If the effector is the child of an object outside of its own chain (that is, you have parented it to a different object), it will behave as if it is still in the chain until you animate its translation. At that point, the effector is locked in the local space of its parent and you won’t be able to control it by manipulating its parent. The parent acts as an “anchor” for any animation on the effector, but it can’t create IK behavior (that is, it can’t solve the chain).

The only way to invoke IK is by directly manipulating or keying the effector, or by using the Force IK option (see Forcing the Effector’s Position).

For more information on how the effector works with IK, see Choosing How an IK Chain Reaches Its Goal.

Animating the Effectors Translation

Animating the translation of the effectors is the most basic way of animating chains with IK. You don’t usually animate the effector directly; instead, you animate the rig control object that is constrained to the effector.

For more information on animating transformations in general, see Animating Transformations [Animation].

To animate the effectors translation

1. Select the chain’s effector or the rig control object that is constrained to the effector.

2. Click the Translate (t) button on the Transform panel or press V.

3. Move the effector so that the chain is in the position you want.

4. Key the translation values by clicking the keyframe icon, or pressing K, or by choosing Animation > Set Key from the Animation panel.

5. To animate your chain, move the timeline pointer and invoke IK by moving the effector to another position and setting another key.

Here, the chain is animated by keying the effector’s translation at frames 1 and 10. The joint angles at each inbetween frame are solved.

 By default, when you create a chain in Softimage, the effector is a child of the chain root, and you animate the effector in local space. However, if you drew the chain using the Create > Skeleton > SI|3D Drawing command, you must animate the effector’s position in global space. To do this, you must deactivate the effector’s Local Transform options for inheriting its Position and Orientation from its parent (see Animating Transformations in Hierarchies [Animation]).

Animating on a Path

You can also translate chains by constraining them to a path or a trajectory:

1. Create a curve for a path and select the chain’s effector to be constrained to the path.

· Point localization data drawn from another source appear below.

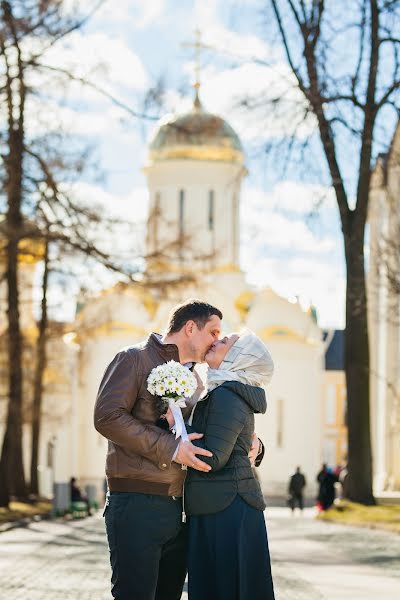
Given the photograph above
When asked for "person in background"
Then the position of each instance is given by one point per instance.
(326, 495)
(77, 496)
(297, 483)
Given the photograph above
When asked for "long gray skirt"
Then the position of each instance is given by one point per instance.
(228, 556)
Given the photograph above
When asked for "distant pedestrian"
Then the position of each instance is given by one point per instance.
(326, 495)
(297, 483)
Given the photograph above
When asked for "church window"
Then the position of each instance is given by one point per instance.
(279, 429)
(181, 212)
(330, 406)
(155, 218)
(211, 208)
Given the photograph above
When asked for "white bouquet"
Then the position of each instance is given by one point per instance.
(172, 382)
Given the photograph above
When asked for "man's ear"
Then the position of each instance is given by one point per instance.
(189, 327)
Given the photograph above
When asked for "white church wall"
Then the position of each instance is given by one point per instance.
(291, 428)
(196, 178)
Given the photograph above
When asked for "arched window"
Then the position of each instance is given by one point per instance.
(181, 213)
(279, 428)
(211, 208)
(156, 218)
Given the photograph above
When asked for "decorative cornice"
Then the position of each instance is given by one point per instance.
(200, 152)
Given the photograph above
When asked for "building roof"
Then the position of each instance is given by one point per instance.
(196, 135)
(334, 353)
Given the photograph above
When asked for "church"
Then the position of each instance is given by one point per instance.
(194, 171)
(384, 317)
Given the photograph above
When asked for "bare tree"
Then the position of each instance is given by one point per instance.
(31, 169)
(342, 77)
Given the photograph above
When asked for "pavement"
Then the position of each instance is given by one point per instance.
(313, 560)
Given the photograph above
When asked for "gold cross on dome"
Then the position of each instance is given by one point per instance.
(198, 46)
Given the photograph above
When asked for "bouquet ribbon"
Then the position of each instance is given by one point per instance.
(180, 429)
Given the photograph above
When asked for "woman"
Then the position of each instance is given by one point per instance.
(228, 555)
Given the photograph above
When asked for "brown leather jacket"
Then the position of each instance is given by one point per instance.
(139, 452)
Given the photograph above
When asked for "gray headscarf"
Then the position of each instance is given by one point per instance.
(248, 361)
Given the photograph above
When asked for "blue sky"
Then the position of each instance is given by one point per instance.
(126, 47)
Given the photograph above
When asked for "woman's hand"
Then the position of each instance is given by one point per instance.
(254, 450)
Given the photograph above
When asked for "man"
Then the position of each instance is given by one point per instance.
(146, 537)
(297, 484)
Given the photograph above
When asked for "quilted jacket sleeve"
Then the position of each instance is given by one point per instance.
(227, 415)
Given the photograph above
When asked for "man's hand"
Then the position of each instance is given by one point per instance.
(187, 451)
(254, 450)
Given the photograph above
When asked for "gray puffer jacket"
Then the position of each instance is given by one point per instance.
(226, 417)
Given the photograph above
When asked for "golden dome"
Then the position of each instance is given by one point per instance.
(196, 135)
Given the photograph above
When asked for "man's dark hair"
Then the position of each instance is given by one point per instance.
(191, 310)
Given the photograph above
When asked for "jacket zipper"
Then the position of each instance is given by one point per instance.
(184, 468)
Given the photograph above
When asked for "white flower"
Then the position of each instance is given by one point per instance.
(171, 379)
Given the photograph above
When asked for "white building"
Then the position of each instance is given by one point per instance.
(194, 172)
(384, 318)
(195, 168)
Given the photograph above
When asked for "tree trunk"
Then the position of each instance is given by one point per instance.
(38, 381)
(11, 462)
(357, 375)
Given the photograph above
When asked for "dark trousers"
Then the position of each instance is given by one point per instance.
(228, 555)
(148, 545)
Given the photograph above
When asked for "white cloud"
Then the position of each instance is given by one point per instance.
(265, 225)
(131, 207)
(300, 198)
(104, 59)
(139, 13)
(225, 91)
(280, 251)
(220, 39)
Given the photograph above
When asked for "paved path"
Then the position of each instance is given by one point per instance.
(311, 561)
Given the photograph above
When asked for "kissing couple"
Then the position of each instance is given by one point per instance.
(154, 478)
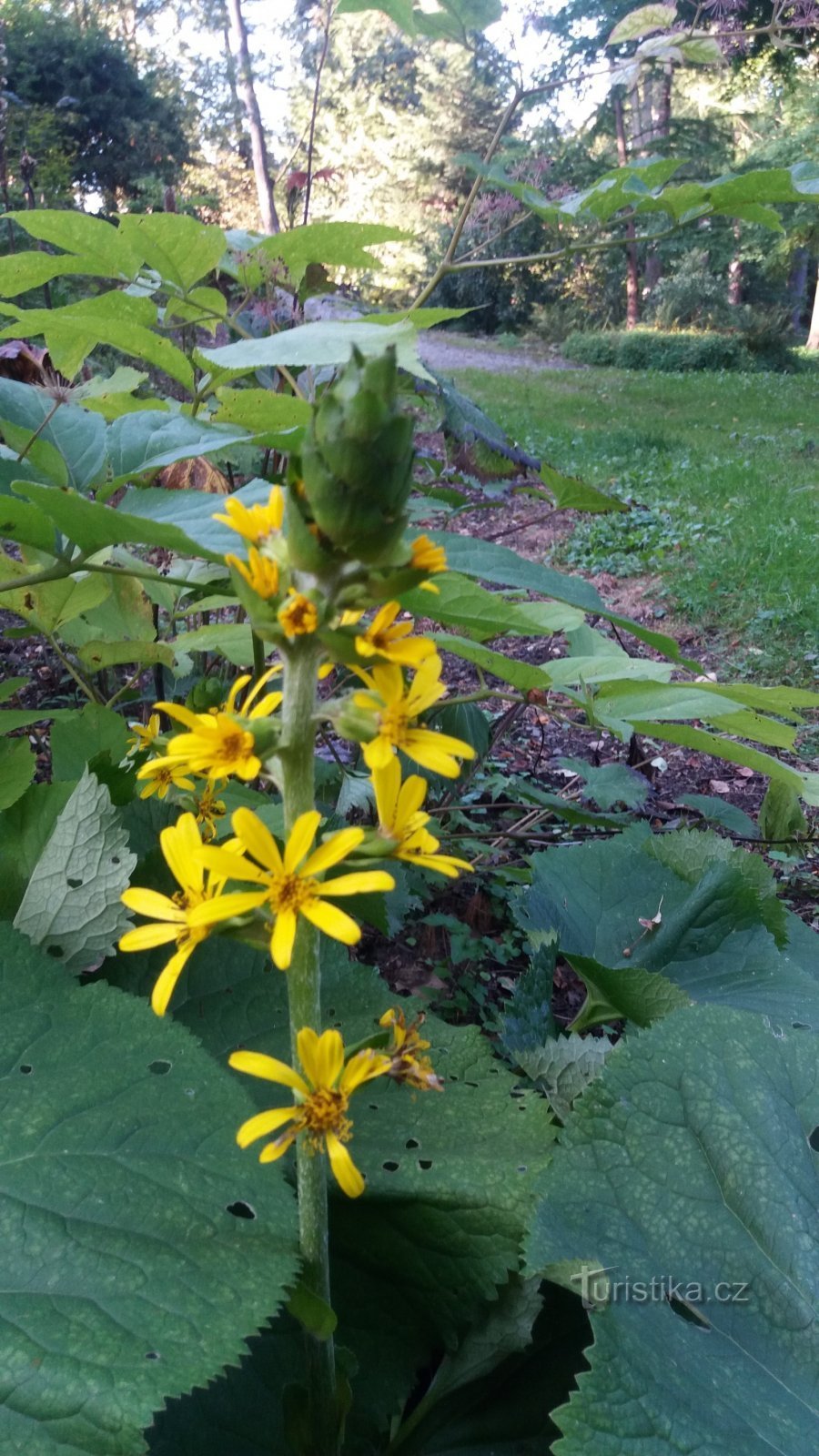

2. Choose Create > Path > Set Path in the Animate toolbar and follow the steps as described in Setting Objects on Paths [Animation].

When the sequence is played back, the effector translates along the path just like any other object. However, since the effector is part of a chain, the principles of IK are applied to the rest of the chain.

On the left, the curve is the path.

On the right, the effector is animated along the path.

Controlling an IK Chains Orientation

Although the orientation of the chain’s plane is set up when you draw a chain, there are a number of ways in which you can change it to solve certain problems. For example, you can change a chain’s preferred axis from the default Z or use special constraints to manipulate your chain to prevent flipping.

For instance, you may draw a two-joint arm chain vertically for a character’s arms to swing naturally when it walks.

• If this character raises its arm to point at the sky, the chain will remain oriented in a vertical plane.

• If, however, you want the arm to rotate to another plane, as if the elbow were to rotate up to achieve a more horizontal orientation, then you need to use a special constraint to control the joints’ orientation.

You can control the orientation of a chain to help you avoid problems with the chain flipping. Chain flipping occurs when the effector of a 2D or 3D IK chain gets close to the chain root. When this happens, the general orientation of the chain changes very quickly as the effector crosses the preferred axis.

There are three things you can do to help with this problem:

• Show the chain root’s critical zones — see Displaying Critical Zones for IK Chains.

• Constrain the chain’s up-vector (direction), as described in Constraining the Chain’s Up Vector (Direction).

• Constrain the chain’s preferred axis of rotation, as described in Constraining the Preferred Axis of Rotation.